Idih, apaan?! Dia itu yang sembarangan. Sudah asal mengklaim aku sebagai keluarga, terus tidak membolehkan keluar dari rumah dia seenaknya.
Namun, di luar semua masalah itu, aku baru tahu. Pak Roland sebenarnya penyayang keluarga. Hanya saja, sifat dingin saat di kafe, serta ketidakhadiran wanita di sisinya, membuat dia terlanjur dicap sebagai lelaki kaya tapi sombong. Angkuh, dan tidak tersentuh. Sudah begitu, jarang senyum juga. Itulah yang bikin dia dicap sebagai lelaki belok. Paket lengkap deh pokoknya.
Hari ini kulihat dia tersenyum sama papanya. Lumayanlah. Walau masih manisan senyumnya Akbar.
Ngomongin Akbar, aku jadi tidak bisa berhenti untuk membandingkan kakak beradik itu. Akbar ramah banget, beda seratus delapan puluh derajat sama pak Roland. Seperti bukan saudara gitu. Bahkan, demi persiapan pernikahan kami dia rela buat pulang dari rumah sakit lebih cepat, biar yang lain tidak harus sibuk jenguk, katanya. Sekarang, dia harus istirahat di kamar, tidak bisa ke mana-mana. Jalannya saja pincang.
"Tita, apa kamu benar-benar tidak punya saudara sama sekali?" Papa bertanya ketika kami selesai sarapan. Pak Roland pun sudah berangkat kerja beberapa menit yang lalu. Selain punya kafe, dia juga mengurus usaha mable papanya. Sejauh ini, hanya dua aset itu yang kutahu tengah ditangani Pak Roland. Tapi aku yakin, masih ada banyak usaha milik mereka. Dilihat dari rumah juga beberapa kendaraan mewah yang kulihat secara langsung.
"Ada, sih, Pa. Tante dari pihak almarhumah Mama. Tapi kami sudah lama hilang kontak. Kabar terakhir yang kudengar, beliau tinggal di luar negeri."

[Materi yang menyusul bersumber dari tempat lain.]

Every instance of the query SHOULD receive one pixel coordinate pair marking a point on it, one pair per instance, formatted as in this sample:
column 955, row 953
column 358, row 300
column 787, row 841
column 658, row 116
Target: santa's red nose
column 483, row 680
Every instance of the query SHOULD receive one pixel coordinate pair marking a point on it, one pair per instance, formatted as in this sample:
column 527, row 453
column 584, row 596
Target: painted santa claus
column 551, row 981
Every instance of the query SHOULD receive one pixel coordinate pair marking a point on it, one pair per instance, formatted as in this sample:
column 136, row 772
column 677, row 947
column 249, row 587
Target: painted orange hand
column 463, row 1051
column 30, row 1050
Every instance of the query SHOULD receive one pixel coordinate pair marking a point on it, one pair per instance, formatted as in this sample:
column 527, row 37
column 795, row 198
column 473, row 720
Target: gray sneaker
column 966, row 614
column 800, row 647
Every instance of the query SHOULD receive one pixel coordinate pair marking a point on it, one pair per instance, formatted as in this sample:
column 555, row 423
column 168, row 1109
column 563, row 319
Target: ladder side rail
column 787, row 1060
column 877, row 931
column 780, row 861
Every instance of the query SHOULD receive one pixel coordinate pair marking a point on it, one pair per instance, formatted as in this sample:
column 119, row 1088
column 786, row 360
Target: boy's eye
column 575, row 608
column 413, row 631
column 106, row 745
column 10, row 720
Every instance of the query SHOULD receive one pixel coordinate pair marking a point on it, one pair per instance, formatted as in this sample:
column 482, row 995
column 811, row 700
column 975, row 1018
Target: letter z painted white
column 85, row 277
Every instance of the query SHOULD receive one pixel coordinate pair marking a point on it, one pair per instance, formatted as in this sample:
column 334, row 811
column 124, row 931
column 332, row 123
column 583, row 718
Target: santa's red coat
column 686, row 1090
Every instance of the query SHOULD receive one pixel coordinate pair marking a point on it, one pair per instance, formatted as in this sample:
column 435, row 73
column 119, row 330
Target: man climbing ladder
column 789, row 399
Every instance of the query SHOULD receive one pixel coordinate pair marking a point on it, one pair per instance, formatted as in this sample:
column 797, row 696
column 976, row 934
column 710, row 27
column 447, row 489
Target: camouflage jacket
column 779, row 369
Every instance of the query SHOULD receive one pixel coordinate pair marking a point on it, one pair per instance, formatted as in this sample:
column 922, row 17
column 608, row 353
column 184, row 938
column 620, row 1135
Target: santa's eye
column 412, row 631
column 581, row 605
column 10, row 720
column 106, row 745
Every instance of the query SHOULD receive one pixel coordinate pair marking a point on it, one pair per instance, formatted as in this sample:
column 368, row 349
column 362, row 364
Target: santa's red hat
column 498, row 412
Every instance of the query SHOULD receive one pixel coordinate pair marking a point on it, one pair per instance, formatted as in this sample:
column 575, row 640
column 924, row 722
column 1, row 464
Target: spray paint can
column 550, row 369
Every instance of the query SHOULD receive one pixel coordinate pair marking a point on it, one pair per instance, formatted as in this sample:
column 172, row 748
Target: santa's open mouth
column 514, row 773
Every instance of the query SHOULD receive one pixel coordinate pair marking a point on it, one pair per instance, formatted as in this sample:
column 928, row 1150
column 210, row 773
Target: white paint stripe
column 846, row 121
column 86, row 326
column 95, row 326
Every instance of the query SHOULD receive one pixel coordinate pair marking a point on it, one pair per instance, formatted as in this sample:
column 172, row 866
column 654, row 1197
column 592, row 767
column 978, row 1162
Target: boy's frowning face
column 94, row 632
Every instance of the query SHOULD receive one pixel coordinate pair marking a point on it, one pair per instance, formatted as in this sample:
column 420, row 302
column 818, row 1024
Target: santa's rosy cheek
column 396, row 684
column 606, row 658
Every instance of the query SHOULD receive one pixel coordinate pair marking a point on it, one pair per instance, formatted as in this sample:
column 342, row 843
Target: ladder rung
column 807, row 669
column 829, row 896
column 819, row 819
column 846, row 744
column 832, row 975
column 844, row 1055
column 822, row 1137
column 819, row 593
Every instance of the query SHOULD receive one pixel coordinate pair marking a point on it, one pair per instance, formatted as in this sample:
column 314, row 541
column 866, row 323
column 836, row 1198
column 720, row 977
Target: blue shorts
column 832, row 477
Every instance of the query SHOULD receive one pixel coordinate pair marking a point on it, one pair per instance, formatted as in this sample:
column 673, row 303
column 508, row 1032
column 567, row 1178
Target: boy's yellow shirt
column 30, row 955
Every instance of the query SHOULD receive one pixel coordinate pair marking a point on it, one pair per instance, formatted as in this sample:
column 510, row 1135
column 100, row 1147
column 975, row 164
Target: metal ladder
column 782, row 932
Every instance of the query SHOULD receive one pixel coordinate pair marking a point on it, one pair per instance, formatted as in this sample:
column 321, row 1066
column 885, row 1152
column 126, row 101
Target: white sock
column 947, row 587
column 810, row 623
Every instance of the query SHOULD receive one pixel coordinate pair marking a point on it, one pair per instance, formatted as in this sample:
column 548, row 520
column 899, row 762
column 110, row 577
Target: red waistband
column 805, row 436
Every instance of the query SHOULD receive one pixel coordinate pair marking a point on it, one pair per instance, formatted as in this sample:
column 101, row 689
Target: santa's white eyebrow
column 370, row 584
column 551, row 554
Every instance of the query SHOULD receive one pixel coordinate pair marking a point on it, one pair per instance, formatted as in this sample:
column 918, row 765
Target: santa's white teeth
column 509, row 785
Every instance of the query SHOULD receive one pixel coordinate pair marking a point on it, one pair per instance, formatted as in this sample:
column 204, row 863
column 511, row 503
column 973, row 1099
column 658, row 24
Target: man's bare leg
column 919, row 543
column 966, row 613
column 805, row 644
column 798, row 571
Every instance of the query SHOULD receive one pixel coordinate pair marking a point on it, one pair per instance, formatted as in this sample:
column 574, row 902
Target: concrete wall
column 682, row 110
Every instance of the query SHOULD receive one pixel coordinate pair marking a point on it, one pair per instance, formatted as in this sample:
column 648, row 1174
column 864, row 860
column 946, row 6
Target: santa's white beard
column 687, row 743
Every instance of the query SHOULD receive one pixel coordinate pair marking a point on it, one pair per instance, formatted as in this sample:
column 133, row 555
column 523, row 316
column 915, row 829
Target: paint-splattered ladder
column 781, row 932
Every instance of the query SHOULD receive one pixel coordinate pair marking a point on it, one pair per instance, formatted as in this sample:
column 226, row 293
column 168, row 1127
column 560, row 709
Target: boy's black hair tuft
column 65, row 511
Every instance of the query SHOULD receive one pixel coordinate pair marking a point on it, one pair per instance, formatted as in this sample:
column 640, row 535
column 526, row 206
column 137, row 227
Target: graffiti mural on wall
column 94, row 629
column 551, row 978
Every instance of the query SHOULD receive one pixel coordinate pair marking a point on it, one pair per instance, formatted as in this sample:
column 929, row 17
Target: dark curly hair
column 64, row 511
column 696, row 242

Ya, memang, aku sebatang kara sekarang. Tanteku sudah lama pergi sejak Papa menikah lagi. Tante tidak suka dengan mama tiriku. Katanya, Mama hanya mengincar harta Papa. Tapi Papa tidak peduli sama omongan Tante. Dikira, Tante itu hanya tidak rela jika Papa menikah lagi. Benar saja, selama menikah dengan Papa, Mama itu boros. Papa yang capek kerja, tapi Mama tidak berhenti menghamburkan uang percuma. Sampai pada akhirnya, ketika Papa berada di titik terendah, Mama pergi.
Kalau sudah begitu, aku tidak mungkin, kan, datang dan mengadu ke Tante? Sudah terlalu malu.
Papa menghela napas, lalu tersenyum. Kayaknya dia merasa kasihan gitu sama aku.
"Ya sudah, biar Roland yang urus semua, ya. Kamu santai saja di sini. Mulai sekarang, ini rumahmu juga," kata Papa. Aku diam saja, tapi di dalam hati sebenarnya terharu banget.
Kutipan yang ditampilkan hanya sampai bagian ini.